Apparently there was something else, because Judge Gustafson refers to “reasons stated in the parties’ joint motion.” Order, at p.1.

There are eight, count ‘em, eight other cases, scrupulously scheduled by Judge Gustafson, all asking Judge Gustafson to drop them from the January Atlanta trial docket and retain jurisdiction, reporting while they wait.

He does.

But what about poor Hailey Property Holdings, LLC? Judge Gustafson dropped them from the Atlanta roster, but sent them off to find another judge. See my blogpost “He Can’t Oblige You,” 11/6/17.

What’s the difference? Active Appeals consideration? Eight similar cases? Longer history with Judge Gustafson? Anything else?

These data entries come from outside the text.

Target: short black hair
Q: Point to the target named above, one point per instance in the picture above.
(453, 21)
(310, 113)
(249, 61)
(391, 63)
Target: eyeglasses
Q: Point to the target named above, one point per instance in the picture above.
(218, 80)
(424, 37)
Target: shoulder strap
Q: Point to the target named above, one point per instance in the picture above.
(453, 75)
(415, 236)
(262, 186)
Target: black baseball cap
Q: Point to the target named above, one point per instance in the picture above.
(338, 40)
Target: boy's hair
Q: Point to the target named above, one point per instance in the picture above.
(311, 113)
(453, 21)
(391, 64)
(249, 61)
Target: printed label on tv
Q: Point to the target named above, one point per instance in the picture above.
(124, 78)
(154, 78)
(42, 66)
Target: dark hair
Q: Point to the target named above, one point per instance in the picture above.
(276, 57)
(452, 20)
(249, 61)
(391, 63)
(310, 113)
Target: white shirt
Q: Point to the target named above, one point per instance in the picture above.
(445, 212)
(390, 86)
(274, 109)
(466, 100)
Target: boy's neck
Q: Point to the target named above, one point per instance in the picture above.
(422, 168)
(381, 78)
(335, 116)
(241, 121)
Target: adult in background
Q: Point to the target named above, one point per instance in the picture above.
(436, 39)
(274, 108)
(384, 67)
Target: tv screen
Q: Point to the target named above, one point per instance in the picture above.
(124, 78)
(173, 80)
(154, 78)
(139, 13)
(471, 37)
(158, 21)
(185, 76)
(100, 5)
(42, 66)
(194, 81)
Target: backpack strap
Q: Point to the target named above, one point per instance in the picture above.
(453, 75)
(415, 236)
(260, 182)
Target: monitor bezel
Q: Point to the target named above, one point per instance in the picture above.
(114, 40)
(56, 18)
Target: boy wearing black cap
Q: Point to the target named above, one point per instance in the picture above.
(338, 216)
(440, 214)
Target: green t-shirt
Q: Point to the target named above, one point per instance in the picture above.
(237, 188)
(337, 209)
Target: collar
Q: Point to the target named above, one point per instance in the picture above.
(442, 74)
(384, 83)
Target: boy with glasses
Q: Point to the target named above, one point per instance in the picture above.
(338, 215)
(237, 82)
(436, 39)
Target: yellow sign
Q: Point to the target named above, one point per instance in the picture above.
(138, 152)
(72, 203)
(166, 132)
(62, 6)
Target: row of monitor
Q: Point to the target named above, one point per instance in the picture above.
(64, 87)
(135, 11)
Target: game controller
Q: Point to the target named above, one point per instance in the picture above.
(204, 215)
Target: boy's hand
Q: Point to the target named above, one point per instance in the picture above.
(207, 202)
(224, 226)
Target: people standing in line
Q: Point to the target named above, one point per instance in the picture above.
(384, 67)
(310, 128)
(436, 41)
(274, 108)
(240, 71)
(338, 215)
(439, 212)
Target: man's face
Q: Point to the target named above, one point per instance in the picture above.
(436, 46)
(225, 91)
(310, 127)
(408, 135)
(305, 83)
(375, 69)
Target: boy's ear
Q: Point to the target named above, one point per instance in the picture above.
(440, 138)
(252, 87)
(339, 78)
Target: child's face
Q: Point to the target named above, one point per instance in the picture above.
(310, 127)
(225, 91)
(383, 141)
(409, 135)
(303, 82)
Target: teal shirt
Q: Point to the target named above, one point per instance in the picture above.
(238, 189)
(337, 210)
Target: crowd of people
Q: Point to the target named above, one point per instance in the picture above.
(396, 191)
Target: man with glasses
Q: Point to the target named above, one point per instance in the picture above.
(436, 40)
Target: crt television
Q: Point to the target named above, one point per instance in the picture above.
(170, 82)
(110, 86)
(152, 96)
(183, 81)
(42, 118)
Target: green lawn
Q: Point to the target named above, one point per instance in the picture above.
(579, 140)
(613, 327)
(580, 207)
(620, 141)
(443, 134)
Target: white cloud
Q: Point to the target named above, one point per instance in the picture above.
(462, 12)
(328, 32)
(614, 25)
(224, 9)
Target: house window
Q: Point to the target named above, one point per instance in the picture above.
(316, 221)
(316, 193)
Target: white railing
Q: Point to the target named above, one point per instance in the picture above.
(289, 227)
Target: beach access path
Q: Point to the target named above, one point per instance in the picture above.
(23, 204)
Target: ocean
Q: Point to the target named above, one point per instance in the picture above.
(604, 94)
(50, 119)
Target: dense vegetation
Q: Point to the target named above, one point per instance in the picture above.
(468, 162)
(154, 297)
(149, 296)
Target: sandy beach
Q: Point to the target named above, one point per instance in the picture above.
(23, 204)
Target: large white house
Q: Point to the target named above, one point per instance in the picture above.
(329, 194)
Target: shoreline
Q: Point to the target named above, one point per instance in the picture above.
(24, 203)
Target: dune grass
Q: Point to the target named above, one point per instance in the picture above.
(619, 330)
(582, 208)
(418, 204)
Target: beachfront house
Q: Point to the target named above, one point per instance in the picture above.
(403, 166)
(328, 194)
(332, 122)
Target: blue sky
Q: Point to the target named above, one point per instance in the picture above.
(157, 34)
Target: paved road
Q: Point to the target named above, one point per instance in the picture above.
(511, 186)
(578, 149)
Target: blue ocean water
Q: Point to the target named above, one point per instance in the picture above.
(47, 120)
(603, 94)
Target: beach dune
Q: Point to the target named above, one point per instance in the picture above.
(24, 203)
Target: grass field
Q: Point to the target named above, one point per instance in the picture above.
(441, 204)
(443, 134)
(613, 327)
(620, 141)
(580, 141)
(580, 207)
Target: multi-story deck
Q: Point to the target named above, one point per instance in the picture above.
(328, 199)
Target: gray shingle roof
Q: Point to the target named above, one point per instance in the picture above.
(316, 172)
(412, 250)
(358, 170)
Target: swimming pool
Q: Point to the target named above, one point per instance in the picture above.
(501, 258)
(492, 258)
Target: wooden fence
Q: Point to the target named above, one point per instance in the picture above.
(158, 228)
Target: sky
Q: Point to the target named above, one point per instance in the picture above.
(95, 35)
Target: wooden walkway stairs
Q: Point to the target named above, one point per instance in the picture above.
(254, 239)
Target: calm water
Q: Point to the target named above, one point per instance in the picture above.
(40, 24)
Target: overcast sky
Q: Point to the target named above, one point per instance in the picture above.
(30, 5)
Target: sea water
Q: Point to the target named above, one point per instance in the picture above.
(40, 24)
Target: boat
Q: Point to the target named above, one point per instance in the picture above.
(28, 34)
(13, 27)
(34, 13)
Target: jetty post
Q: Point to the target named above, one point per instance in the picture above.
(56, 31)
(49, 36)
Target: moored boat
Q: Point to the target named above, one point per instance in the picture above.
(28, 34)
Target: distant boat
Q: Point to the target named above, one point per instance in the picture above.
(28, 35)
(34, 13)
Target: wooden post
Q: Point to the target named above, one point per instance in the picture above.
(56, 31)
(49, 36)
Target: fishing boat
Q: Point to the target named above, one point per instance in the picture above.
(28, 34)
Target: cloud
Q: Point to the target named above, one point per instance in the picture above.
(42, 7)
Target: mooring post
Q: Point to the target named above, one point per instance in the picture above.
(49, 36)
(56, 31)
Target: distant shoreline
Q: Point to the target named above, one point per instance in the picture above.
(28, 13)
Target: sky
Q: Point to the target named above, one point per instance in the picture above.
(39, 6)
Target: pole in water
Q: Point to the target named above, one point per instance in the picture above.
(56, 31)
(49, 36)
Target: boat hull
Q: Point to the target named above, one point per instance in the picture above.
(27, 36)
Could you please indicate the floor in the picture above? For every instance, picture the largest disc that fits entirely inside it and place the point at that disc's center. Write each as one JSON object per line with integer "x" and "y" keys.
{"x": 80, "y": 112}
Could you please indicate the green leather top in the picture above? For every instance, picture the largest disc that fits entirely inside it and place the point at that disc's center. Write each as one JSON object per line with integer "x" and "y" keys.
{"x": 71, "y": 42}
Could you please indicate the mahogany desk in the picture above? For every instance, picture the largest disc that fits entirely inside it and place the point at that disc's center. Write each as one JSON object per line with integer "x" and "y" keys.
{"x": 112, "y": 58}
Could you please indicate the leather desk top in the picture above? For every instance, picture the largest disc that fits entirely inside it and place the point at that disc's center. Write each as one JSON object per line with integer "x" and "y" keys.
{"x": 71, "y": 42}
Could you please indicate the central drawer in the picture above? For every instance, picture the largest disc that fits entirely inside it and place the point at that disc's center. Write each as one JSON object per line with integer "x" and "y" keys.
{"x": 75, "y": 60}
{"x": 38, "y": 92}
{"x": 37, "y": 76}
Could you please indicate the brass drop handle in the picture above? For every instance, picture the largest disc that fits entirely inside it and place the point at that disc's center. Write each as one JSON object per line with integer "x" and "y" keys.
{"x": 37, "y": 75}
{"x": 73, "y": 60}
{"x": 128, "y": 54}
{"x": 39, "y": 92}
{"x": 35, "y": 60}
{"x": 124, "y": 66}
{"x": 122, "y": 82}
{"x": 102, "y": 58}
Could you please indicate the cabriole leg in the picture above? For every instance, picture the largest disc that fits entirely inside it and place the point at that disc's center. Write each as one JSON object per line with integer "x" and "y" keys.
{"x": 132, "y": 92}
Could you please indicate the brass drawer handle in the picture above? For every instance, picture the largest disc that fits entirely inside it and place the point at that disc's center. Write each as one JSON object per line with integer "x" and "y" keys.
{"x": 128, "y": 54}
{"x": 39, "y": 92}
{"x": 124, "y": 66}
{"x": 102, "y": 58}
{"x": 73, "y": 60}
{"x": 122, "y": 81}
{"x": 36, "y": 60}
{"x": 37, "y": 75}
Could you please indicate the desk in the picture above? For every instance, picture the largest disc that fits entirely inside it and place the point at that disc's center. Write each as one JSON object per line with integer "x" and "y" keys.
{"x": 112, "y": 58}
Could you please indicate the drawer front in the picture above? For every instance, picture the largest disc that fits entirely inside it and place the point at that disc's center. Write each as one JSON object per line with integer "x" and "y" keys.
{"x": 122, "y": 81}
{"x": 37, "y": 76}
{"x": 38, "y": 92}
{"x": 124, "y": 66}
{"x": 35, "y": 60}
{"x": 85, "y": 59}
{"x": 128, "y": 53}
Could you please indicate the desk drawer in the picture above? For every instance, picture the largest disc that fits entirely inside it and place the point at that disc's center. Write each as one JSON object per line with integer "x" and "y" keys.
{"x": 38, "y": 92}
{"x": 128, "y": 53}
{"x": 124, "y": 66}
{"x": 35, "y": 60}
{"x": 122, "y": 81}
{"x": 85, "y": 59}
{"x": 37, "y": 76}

If we can’t read the motion papers, we’re back to playing with daisy petals.

 

PAY THE MAN – REDIVIVUS

In Uncategorized on 12/07/2017 at 15:23

I criticized the Judge with a Heart, STJ Armen, for sending off poor Amy L. Goline with a “figure it out yourself,” when there’s a boilerplate paragraph invoking McCormick that has to be on the order clerks’ server. See my blogpost “Ya Gotta Have Heart,” 11/9/17.

Well today, it’s ex-CSTJ Panuthos’ turn. Here’s Kenneth W. Hope & Martha S. Hope, Docket No. 211-16S, filed 12/7/17.

All Ken & Martha want to do is pay the man. There’s a faxed decision document lodged, and IRS has moved for entry of decision.

“Petitioners appear to be in agreement that they will pay the amount of the deficiency set forth in the lodged decision document but ask that the Court not enter ‘a judgment against us’.” Order, at p. 1.

No can do, says ex-CSTJ Panuthos.

“Petitioners are advised that the Court must at some point enter a decision in this matter in order to close the case and permit an assessment of the deficiency to proceed. Thus the only choices at this juncture are for the Court to (1) enter a decision as lodged with the Court, (2) disregard the lodged decision and permit petitioners to proceed to trial and attempt to establish that the deficiency should be something less than that reflected in the lodged decision document.” Order, at p. 1.

And ex-CSTJ Panuthos is willing to wait until after New Year’s Day for their response.

But how about suggesting Ken & Martha just give IRS a check for the full amount, if able, and enter decision that nothing is owed?